Rand Paul Gets His "˜Mojo' Workin' With the GOP Base

"We have arrived at a day of reckoning. Will we falter? Or will we thrive and rediscover our mojo?"

At his speech to the conservative Values Voter Summit on Friday, Sen. Rand Paul made a somewhat obscure literary reference. And no, it wasn't Ayn Rand.

He was talking about The Moviegoer by Walter Percy—a book about a man's struggle to find spiritual redemption as he feels increasingly alienated in his everyday life. It's about rejecting the routine of everyday life and opening yourself to "the search" for self-actualization. "The search is what anyone would undertake if he were not sunk in the everydayness of his own life," Percy's narrator writes.

Paul echoed that sentiment in a considerably more philosophical speech than the two preceding ones from Sen. Ted Cruz and Texas Lieutenant Gov. David Dewhurst. "Walker Percy laments in The Moviegoer that we've left no room for the seeker," he said. "Maybe, our country's revival depends on seeking and rediscovering the synthesis of freedom and tradition."

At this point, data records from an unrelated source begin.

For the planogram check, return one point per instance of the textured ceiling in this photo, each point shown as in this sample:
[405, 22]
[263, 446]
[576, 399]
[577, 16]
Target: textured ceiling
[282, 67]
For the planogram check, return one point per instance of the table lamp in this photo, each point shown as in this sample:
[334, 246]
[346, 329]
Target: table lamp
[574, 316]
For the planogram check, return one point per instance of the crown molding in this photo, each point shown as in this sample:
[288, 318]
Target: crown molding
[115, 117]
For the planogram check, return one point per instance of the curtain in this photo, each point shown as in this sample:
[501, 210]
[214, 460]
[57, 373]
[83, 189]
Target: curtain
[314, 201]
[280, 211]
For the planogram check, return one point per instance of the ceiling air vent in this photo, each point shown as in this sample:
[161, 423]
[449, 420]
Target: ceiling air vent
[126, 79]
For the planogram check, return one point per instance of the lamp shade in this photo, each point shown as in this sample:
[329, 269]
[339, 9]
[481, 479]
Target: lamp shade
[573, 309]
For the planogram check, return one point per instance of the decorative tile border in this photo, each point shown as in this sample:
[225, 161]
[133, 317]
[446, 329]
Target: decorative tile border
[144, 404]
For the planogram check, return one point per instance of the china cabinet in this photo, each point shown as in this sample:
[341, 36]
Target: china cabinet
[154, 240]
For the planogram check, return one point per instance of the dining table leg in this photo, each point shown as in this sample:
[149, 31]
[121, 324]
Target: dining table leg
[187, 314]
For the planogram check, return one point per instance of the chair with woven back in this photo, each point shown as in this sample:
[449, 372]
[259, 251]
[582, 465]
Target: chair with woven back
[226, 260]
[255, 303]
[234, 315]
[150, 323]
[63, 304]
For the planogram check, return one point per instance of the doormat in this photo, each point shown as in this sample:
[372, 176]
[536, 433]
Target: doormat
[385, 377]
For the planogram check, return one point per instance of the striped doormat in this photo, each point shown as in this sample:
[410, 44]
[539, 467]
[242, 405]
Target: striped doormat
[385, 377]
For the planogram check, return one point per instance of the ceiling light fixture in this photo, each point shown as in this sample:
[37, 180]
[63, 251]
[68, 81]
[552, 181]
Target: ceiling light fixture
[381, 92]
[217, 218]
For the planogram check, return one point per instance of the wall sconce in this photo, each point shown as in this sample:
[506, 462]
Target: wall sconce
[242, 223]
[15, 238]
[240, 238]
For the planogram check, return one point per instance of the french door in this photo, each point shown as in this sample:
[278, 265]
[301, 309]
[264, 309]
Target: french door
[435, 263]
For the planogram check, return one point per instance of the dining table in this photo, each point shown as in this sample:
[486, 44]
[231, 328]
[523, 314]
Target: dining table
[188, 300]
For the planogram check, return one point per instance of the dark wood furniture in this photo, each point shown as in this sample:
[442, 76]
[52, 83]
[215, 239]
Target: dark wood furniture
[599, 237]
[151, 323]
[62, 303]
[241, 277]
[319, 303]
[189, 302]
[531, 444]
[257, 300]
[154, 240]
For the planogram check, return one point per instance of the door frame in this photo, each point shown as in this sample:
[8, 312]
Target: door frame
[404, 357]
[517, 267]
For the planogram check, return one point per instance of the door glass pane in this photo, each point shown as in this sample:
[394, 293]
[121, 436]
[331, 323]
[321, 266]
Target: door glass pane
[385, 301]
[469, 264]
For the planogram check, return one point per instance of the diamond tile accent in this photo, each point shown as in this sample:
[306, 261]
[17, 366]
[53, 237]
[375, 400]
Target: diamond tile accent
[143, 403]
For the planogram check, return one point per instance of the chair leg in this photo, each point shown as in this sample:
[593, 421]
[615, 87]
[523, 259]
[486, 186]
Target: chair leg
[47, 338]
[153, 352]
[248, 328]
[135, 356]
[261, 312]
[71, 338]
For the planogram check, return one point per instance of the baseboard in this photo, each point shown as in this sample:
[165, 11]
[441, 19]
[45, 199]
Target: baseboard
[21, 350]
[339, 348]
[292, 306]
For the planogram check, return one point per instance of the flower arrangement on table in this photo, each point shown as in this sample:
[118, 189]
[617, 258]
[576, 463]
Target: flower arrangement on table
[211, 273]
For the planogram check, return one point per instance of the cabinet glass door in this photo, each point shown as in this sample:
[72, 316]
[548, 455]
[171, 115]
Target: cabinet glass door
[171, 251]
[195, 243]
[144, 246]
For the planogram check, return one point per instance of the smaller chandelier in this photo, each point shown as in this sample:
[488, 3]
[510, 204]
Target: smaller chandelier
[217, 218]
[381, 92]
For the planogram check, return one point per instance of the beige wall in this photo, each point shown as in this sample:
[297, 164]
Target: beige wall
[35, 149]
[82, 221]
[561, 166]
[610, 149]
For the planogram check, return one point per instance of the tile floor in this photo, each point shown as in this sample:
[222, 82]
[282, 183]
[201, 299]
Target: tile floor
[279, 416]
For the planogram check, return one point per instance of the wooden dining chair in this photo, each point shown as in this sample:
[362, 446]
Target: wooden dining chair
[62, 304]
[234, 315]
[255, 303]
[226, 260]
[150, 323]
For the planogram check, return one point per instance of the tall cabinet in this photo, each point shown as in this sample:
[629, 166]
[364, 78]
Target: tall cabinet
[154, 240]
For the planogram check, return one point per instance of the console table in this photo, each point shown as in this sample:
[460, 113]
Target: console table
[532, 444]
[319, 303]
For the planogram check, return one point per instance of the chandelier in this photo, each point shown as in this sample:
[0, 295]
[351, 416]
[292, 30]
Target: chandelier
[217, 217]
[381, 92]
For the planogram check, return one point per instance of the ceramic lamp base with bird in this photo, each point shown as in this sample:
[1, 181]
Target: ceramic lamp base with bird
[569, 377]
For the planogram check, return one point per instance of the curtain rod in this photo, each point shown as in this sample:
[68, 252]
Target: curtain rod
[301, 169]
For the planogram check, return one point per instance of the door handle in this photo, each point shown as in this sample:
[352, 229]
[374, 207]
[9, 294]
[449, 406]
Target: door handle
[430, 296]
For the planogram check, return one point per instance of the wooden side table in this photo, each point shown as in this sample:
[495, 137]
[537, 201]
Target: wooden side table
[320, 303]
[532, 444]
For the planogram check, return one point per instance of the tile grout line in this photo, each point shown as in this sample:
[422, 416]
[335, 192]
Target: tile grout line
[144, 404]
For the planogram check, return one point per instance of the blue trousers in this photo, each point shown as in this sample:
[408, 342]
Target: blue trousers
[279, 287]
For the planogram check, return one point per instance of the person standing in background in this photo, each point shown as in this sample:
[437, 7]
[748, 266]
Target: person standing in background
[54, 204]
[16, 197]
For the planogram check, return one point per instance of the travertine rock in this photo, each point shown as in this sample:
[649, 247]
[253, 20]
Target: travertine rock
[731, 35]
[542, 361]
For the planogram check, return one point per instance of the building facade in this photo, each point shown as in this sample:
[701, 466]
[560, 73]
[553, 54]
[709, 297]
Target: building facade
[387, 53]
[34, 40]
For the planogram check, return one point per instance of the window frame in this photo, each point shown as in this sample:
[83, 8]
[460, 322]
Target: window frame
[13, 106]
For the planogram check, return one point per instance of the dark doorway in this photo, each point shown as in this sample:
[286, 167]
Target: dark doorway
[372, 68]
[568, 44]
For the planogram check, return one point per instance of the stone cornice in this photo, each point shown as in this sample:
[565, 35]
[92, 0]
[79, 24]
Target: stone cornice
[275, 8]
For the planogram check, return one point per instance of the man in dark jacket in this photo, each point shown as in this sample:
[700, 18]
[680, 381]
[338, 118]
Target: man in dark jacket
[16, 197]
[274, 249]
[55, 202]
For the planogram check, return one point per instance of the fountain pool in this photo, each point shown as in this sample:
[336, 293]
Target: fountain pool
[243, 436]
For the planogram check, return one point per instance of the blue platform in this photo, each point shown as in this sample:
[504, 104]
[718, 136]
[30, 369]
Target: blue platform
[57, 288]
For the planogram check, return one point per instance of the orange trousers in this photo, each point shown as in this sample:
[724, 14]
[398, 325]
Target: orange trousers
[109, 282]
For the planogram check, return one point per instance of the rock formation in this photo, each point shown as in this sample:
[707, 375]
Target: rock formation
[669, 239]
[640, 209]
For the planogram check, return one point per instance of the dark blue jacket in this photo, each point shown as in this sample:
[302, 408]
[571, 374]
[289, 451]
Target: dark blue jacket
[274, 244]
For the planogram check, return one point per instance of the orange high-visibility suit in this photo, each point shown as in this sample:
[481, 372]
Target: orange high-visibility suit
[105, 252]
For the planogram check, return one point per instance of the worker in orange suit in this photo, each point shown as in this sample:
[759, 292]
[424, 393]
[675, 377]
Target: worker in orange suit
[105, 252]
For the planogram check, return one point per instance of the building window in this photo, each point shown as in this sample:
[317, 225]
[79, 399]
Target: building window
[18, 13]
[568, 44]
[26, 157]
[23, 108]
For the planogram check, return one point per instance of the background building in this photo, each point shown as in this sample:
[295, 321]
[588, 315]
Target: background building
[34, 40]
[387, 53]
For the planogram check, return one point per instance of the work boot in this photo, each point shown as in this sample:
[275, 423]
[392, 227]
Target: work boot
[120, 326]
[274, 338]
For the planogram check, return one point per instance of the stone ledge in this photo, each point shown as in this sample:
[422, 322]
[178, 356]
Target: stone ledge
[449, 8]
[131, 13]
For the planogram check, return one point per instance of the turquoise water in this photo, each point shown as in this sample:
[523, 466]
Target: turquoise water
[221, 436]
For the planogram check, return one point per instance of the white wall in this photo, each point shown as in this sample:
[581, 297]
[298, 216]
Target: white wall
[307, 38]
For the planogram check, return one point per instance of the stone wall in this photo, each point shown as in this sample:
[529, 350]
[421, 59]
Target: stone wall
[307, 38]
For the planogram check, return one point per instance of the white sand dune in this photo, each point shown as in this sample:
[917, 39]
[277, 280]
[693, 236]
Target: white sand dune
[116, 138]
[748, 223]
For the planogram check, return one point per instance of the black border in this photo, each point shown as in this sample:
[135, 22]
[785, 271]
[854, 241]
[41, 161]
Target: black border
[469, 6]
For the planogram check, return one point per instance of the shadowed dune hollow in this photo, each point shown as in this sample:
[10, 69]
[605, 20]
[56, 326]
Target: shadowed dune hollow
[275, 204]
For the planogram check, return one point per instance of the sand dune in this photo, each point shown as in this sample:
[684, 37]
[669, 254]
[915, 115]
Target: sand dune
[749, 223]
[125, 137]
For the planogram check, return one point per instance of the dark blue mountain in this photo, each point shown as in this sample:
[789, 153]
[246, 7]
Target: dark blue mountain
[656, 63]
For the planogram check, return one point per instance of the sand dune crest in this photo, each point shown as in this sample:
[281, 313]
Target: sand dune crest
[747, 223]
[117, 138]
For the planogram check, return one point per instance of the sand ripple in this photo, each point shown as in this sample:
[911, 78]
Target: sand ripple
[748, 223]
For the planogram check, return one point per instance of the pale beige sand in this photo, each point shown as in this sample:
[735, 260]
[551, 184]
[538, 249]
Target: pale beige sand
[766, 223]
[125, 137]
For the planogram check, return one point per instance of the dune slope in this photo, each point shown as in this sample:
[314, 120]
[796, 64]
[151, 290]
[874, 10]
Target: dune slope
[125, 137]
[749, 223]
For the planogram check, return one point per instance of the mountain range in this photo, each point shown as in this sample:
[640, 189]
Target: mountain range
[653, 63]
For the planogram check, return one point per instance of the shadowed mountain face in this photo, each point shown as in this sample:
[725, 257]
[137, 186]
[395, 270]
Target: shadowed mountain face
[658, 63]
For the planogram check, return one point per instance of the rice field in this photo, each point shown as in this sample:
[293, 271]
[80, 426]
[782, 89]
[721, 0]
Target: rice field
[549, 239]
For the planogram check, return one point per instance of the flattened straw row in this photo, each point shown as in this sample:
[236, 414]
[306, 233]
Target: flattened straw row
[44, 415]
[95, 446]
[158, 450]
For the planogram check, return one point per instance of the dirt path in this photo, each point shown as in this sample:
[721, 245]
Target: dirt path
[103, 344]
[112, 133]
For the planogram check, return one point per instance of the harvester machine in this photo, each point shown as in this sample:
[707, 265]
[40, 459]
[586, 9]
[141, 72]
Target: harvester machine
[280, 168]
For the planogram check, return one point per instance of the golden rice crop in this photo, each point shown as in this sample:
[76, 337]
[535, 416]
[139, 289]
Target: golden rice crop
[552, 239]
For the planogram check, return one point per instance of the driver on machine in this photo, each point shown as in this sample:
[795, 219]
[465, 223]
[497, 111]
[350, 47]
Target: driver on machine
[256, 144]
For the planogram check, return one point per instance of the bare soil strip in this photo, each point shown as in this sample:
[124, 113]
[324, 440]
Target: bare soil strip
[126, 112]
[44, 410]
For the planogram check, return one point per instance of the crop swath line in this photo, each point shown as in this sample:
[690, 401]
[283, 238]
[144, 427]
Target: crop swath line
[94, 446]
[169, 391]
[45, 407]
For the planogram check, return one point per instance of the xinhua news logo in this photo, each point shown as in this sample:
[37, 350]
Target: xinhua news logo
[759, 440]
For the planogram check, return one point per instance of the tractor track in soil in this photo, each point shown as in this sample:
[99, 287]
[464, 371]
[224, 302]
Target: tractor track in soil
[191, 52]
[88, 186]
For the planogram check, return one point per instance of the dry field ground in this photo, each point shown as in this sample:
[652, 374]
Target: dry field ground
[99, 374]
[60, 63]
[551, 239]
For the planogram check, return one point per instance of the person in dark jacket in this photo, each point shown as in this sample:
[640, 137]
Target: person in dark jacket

That idea—that we must reject everyday life to find our bliss—is as poignant for those seeking to open an artisanal apiary in Portland as the conservative voters who feel America is losing its very soul.

"We have arrived at a day of reckoning," Paul then told the crowd soberly. "Will we falter? Or will we thrive and rediscover our mojo?"

But the literary criticism was just the appetizer; the entree was the same brand of red meat being served all day at the summit. In his speech, Paul launched into a tirade against the Obama administration, saying America is in a "spiritual crisis" and that Obama "acts like he's a king."

Paul called Obama "arrogant" for saying, "If Congress will not act, then I must."

"These are not the words of a great leader," Paul said. "These words sound more like the exclamations of an autocrat."

Paul also blasted the president for not seeking congressional approval before dropping bombs on members of the Islamic State of Iraq and Syria.

"We must act but we should act within the rule of law," Paul said. "The Constitution states that only Congress may declare war, yet this president has, in Libya, and then again this week in Syria, committed our sons and daughters to a war that is not authorized by Congress."

Of course, this is the Values Voter Summit, not a foreign policy panel at the Brookings Institution, so Paul eventually pivoted back to government oppression of religious people, focusing on the Supreme Court's Hobby Lobby decision.

"The First Amendment is not about keeping religious people out of government, it is about keeping government out of religion," Paul said. "Obamacare tries to force us to separate our faith from our business. Fortunately, the Supreme Court thought otherwise."

"Across the globe, Christians are under attack as if we lived in the Middle Ages or as if we lived under early pagan Roman rule," he continued. He cited two cases of Christian women being persecuted for their faith: Meriam Ibrahim, a Sudanese woman who was sentenced to death for refusing to denounce Christianity, and Asia Bibi, a Pakistani woman who was beaten in the street and faces charges of blasphemy.

"Until Asia Bibi is freed, Pakistan should not receive a penny of U.S. aid!" Paul said, in the first big applause line of his speech. "Not one penny should go to any nation that persecutes or kills Christians!"

Paul doesn't apply his religion as thickly as Cruz or Dr. Ben Carson. In his public appearances, Paul sounds more like he's delivering a poli-sci lecture than a homily. But the religious undercurrent was there, even if the crowd didn't testify as loudly as they did for Cruz.

While Cruz can win over a crowd with sheer rhetorical vigor, Paul's appeal is more subtle. "No U.S. aid!" is a more nuanced take than "it is our job to kill terrorists." So while Paul may be able to weave religion into his foreign policy agenda more deftly than Cruz, that sort of talk was hardly the main attraction for the crowd on Friday.